Zij stelde goden en Asoeris op in twee rijen, die streng gescheiden waren. Een voor een liet zij de goden
van Amrita drinken, maar geen der Asoeris kreeg er wat van. Dezen waren nog verblind door haar
schoonheid en spraken geen woord van protest. Zij wachtten gelaten op wat ging komen.

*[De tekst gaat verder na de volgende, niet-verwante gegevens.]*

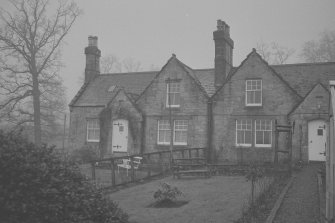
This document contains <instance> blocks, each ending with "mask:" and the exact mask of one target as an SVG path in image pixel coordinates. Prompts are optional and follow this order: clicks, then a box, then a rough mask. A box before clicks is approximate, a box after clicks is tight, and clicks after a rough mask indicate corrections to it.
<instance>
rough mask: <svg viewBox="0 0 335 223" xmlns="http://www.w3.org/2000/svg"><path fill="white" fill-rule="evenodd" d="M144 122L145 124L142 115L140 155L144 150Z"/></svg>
mask: <svg viewBox="0 0 335 223" xmlns="http://www.w3.org/2000/svg"><path fill="white" fill-rule="evenodd" d="M145 122H146V117H145V115H143V114H142V126H141V129H142V134H141V148H140V154H143V153H144V149H145Z"/></svg>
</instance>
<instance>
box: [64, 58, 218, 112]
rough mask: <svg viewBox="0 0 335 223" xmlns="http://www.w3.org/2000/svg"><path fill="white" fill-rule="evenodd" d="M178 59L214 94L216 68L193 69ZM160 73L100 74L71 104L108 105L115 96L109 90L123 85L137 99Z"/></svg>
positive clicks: (180, 63)
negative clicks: (111, 88)
mask: <svg viewBox="0 0 335 223" xmlns="http://www.w3.org/2000/svg"><path fill="white" fill-rule="evenodd" d="M176 60H177V62H178V63H179V64H180V65H181V66H182V67H183V69H185V71H186V72H187V73H188V74H189V75H190V76H191V77H192V79H193V80H194V81H195V82H196V83H197V84H198V85H199V86H200V88H201V89H202V90H203V91H204V92H205V94H207V95H208V96H211V95H212V94H214V92H215V87H214V69H201V70H193V69H191V68H190V67H188V66H187V65H185V64H183V63H182V62H180V61H179V60H178V59H176ZM158 73H159V71H147V72H132V73H113V74H100V75H99V76H97V77H96V78H95V79H93V80H92V81H91V82H89V83H86V84H84V85H83V86H82V88H81V89H80V90H79V91H78V93H77V94H76V96H75V97H74V98H73V100H72V101H71V103H70V106H103V105H106V104H107V103H108V102H109V101H110V100H111V99H112V98H113V94H112V93H111V92H108V89H110V87H111V86H119V87H122V88H123V89H124V90H125V91H126V92H127V94H128V96H129V97H131V99H132V100H134V101H135V100H136V99H137V98H138V97H139V95H140V94H141V93H143V91H144V90H145V89H146V88H147V87H148V86H149V84H150V83H151V82H152V81H153V80H154V79H155V77H156V76H157V75H158Z"/></svg>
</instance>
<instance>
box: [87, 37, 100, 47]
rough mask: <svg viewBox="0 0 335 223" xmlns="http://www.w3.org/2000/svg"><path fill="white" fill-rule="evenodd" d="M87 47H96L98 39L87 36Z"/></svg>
mask: <svg viewBox="0 0 335 223" xmlns="http://www.w3.org/2000/svg"><path fill="white" fill-rule="evenodd" d="M88 46H95V47H98V37H97V36H89V37H88Z"/></svg>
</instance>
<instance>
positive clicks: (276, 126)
mask: <svg viewBox="0 0 335 223" xmlns="http://www.w3.org/2000/svg"><path fill="white" fill-rule="evenodd" d="M278 137H279V132H278V127H277V120H275V157H274V164H275V165H277V164H278Z"/></svg>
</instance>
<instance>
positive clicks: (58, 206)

Een der Asoeris had echter een andere gestalte aangenomen en zich onder de goden gemengd. Hij
kreeg de beker ook aangereikt en op het moment dat hij hem aan de lippen zette, slaakten zon en
maan een waarschuwende kreet. Vishnu greep zijn zwaard en met één houw scheidde hij het hoofd
van de romp. Het hoofd dat de drank der onsterfelijkheid al had geproefd, steeg op ten hemel, waar
het sindsdien een strijd levert met de zon en de maan, die hij regelmatig verslind. De romp evenwel
stortte dood ter aarde. Op dat ogenblik hernam Vishnu zijn eigen gedaante en zijn voertuig bestijgend
ging hij heen.
Toen de Asoeris zagen dat zij waren bedrogen stortten zij zich op de Dewa's, die hun aanval echter
afsloegen, gesterkt na het drinken van Amrita. Er ontbrandde een verschrikkelijke strijd, waarbij vele
Asoeris de dood vonden. Vishnu vocht aan de zijde der goden in de gestalte van Narayana en door zijn
bemoeienis delfden de Asoeris het onderspit.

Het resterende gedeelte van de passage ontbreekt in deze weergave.